Forzó la ventana con el hombro y entró a la cocina. Apenas pisó el pasillo, Maribel apareció con un cuchillo en la mano. Ya no fingía. Tenía el rostro desencajado.

—¡Rosalía me lo quitó todo! —gritó—. José Manuel iba a ser mío. Ella se burló de mí, me dijo que él jamás me amaría. Tomás lo escuchó y usted… usted tuvo que meter la nariz.

Ernesto levantó las manos.

—Se acabó, Maribel.

—No. Se acaba cuando ese niño deje de respirar.

Ella se lanzó contra él. El juez esquivó la hoja, pero el filo le abrió el brazo. Cayeron contra la pared, derribando un florero. Maribel arañaba, gritaba, intentaba alcanzar el cuchillo otra vez.

En ese momento las sirenas llenaron la calle. La puerta principal fue derribada y los policías entraron.

Ernesto, sangrando, corrió hacia la puerta del sótano. Al abrirla, encontró a Tomás atado a una silla, pálido, con los labios secos y los ojos llenos de terror.

El niño apenas pudo susurrar:

—Yo sabía que alguien iba a creerme.

Parte 3

Tres días después, el mismo tribunal volvió a llenarse, pero esta vez el silencio era distinto. Ya no era el silencio de la condena, sino el de una ciudad avergonzada esperando que la verdad entrara por la puerta.

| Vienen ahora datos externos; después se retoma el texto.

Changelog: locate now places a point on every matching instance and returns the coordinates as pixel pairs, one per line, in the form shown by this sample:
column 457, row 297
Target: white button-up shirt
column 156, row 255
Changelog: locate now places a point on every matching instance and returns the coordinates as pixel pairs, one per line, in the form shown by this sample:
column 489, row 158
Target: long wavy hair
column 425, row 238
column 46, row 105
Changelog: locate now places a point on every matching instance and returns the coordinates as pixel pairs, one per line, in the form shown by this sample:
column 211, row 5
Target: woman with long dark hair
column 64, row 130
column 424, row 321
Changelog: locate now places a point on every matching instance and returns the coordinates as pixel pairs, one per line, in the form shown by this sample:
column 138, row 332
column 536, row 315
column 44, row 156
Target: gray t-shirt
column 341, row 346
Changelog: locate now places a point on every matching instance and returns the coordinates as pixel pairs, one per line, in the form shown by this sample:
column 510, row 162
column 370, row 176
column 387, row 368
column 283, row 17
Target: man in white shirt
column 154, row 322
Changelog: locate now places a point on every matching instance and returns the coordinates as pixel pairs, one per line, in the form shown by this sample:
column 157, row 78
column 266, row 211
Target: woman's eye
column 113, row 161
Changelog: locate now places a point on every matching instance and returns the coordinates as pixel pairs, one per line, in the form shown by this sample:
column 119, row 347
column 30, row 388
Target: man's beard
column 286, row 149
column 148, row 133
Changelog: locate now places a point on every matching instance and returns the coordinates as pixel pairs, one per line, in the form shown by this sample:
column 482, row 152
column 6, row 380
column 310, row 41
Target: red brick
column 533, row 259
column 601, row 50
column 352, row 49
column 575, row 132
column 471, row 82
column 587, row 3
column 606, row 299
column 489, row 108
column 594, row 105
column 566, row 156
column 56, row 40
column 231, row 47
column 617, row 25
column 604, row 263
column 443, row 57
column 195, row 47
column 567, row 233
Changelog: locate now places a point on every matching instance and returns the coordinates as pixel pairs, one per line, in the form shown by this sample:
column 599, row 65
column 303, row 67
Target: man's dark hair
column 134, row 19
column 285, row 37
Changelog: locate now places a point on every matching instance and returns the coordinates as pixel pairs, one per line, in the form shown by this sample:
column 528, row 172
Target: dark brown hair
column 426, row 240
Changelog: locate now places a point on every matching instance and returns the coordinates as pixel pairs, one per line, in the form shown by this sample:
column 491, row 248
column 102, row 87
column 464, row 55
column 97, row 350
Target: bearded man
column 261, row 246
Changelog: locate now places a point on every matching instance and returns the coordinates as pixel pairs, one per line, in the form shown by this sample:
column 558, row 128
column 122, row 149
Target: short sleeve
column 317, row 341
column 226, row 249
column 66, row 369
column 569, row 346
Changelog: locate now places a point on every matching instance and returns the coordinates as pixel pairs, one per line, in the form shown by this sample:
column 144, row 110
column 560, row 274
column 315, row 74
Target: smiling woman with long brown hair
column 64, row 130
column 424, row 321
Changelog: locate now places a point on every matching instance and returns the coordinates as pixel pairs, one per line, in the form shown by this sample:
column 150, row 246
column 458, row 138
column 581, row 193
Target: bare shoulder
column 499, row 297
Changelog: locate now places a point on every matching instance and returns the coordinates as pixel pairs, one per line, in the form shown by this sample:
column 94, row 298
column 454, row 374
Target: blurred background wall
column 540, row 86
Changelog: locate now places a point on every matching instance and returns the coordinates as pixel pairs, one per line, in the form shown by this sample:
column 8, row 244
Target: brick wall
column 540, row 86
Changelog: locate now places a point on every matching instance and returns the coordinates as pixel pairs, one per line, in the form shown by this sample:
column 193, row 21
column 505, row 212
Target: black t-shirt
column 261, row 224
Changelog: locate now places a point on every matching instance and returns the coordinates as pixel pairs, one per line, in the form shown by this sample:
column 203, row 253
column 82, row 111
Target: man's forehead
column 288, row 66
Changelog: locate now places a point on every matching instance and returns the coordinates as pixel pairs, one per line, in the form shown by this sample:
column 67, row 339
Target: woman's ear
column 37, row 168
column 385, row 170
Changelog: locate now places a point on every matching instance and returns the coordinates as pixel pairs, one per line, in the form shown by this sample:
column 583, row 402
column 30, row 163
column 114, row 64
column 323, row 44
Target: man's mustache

Tomás estaba en primera fila, con una cobija sobre los hombros y la mano de doña Inés apretada entre las suyas. Tenía ojeras, marcas en las muñecas y un miedo que todavía le hacía mirar hacia las salidas, pero también tenía algo nuevo: la certeza de que su voz ya no sería enterrada.

Maribel fue llevada esposada, sin maquillaje, con la mirada perdida. Ya no quedaba nada de la vecina elegante que fingía compasión.

El juez Ernesto entró con el brazo vendado. Se sentó despacio, miró a Tomás y bajó la cabeza en señal de respeto antes de hablar.

—Este tribunal reconoce que cometió un error grave al ignorar el testimonio de un niño que decía la verdad. Se reabre el caso por el homicidio de Rosalía Méndez. Las nuevas pruebas demuestran que Maribel Cárdenas entró a la casa de la víctima la noche del crimen, que mintió bajo juramento, que secuestró al menor Tomás Luján para silenciarlo y que confesó su móvil durante su detención.

La sala quedó helada. José Manuel fue traído desde la prisión, todavía con uniforme gris, más delgado, pero de pie.

Cuando Tomás lo vio, soltó la cobija y corrió.

—¡Papá!

Los custodios se hicieron a un lado. José Manuel cayó de rodillas y abrió los brazos. El niño chocó contra su pecho con un llanto que parecía salirle desde todos los días en que nadie lo había escuchado.

—Te dije que iba a sacarte —sollozó Tomás.

José Manuel le besó el cabello una y otra vez.

—Tú me salvaste, hijo. Tú salvaste el nombre de tu mamá.

El juez tragó saliva antes de continuar.

—José Manuel Luján queda absuelto de todos los cargos y será liberado de inmediato. Maribel Cárdenas queda formalmente condenada por homicidio, secuestro y falso testimonio.